Figure 4 displays the statistical characteristics of a density map, both before and after the preprocessing step, as visualized using UCSF Chimera27. By analyzing Fig. 4, we can further confirm that the voxel size is 1 Å, and the density values fall within the range of [0, 1], as expected. This provides additional evidence of the correct implementation of the resampling and normalization steps.

Fig. 4
figure 4

The cryo-EM density map of human p97 bound to UPCDC30245 inhibitor (EMD-3295). (a) Density values in raw cryo-EM density map. (b) Density values after preprocessing (resampled and normalized). The voxel size is 1 Å, and the density values are between[0–1]. The image is extracted from volume viewer of UCSF Chimera27.

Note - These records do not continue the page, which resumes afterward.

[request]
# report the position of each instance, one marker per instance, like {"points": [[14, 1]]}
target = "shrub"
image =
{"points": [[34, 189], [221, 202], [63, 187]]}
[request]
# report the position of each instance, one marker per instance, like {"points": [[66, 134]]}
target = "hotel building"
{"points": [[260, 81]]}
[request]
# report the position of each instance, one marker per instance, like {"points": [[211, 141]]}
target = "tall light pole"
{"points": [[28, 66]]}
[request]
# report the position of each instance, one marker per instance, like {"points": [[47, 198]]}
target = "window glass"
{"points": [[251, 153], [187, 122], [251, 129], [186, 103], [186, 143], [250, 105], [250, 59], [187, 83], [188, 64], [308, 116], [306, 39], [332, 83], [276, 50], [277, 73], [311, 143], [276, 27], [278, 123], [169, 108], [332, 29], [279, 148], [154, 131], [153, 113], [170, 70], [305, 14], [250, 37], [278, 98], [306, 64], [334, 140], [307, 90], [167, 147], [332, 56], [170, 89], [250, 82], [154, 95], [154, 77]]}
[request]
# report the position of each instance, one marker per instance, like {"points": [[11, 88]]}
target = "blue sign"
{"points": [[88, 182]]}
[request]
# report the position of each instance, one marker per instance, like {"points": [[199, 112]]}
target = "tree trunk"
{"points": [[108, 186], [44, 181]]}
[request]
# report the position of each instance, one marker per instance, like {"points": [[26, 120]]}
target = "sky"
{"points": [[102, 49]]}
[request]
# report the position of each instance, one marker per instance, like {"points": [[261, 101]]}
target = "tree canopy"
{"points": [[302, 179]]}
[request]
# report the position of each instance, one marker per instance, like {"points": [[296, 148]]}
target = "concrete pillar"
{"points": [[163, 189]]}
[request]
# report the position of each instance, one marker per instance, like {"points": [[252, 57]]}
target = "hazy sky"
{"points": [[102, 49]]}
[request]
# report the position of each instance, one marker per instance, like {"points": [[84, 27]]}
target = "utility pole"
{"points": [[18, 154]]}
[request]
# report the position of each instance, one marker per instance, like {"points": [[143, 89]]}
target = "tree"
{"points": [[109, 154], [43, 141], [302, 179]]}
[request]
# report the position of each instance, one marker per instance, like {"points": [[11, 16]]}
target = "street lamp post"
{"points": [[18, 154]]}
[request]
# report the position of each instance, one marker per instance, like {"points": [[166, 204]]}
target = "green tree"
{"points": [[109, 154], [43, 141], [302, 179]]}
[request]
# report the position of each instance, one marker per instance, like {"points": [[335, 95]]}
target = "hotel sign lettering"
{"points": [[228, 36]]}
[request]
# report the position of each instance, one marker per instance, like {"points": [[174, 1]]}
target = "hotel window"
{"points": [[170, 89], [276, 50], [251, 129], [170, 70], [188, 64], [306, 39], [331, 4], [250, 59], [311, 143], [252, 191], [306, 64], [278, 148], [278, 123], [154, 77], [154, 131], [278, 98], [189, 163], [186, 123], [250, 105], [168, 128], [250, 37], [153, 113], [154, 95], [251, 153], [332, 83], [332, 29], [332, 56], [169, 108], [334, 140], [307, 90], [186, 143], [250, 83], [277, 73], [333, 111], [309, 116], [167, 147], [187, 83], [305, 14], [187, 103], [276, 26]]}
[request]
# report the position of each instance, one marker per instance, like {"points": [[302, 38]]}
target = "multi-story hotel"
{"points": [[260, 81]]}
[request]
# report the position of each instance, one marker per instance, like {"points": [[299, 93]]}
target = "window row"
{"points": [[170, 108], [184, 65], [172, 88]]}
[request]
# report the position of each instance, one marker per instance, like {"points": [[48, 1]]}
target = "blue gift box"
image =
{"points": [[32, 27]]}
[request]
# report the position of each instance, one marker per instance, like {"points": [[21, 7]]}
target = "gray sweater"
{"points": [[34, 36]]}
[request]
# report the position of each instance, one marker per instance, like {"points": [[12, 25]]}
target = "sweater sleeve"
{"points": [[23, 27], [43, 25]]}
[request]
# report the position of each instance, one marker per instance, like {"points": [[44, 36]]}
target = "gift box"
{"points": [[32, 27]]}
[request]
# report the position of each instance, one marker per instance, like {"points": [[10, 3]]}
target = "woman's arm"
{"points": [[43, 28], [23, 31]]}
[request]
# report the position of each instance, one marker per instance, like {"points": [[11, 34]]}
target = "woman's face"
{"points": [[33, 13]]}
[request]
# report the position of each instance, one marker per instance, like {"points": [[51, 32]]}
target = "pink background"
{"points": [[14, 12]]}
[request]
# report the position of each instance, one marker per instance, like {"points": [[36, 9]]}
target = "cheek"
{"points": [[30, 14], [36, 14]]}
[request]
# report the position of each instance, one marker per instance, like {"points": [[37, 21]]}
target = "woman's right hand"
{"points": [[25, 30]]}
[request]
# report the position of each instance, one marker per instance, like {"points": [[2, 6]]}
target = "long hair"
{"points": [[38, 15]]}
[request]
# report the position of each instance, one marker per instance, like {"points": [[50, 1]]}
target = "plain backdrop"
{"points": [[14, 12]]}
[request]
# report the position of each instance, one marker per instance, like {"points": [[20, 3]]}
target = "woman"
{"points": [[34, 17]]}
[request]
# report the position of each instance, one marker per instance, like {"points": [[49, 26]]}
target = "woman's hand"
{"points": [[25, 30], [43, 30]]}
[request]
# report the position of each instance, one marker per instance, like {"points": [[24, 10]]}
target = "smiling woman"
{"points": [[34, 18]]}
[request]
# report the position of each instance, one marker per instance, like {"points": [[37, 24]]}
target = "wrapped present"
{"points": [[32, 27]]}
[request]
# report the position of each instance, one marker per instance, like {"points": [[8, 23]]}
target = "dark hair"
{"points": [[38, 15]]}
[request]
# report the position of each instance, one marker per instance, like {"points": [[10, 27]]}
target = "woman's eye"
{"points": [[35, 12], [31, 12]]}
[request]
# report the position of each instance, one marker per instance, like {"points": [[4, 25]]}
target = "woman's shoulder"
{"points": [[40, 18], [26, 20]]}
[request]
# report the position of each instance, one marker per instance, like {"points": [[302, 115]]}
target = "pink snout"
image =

Validation of labeling step

We validated the labeling step by leveraging the mask map of labeled Cα atoms and their corresponding known atomic backbone structure. To obtain approximate 3D coordinates (x, y, z) from their respective indices (i, j, k), we applied Formula 2. The grid indices, (i, j, k), were assigned values of either 0 (indicating the absence of a Cα atom) or 1 (indicating the presence of a Cα atom) by the data preparation pipeline. After converting the indices to their associated coordinates for each Cα atom, we observed, as expected, that the protein backbone structure was not aligned. Consequently, a direct structure-to-structure comparison for evaluation was not feasible. To assess the accuracy of the conversion step, we performed a comprehensive search for the converted coordinates within the known Cα backbone structure. During the search process, we kept track of the number of precise Cα atoms matching with the known backbone structure. We randomly selected approximately 4,450 (>55%) of the Cryo2StructData to verify the conversion process. We found that around 4,185 (94%) of the maps had exact matching Cα positions for all the voxels. For the remaining 6% of the maps, more than 93% of the voxels had exact match, while less than 7% of the voxels deviated slightly from the exact match. The loss of precision in a small portion of Cα positions in a small portion of density maps is expected due to the interchange between floating-point numbers and integers during the labeling and evaluation steps. Therefore, this validation confirm the accuracy of the labeling step, as smaller than 0.5 angstrom (Å) deviations of a small portion of Cα (about 6% × 7%) positions is expected.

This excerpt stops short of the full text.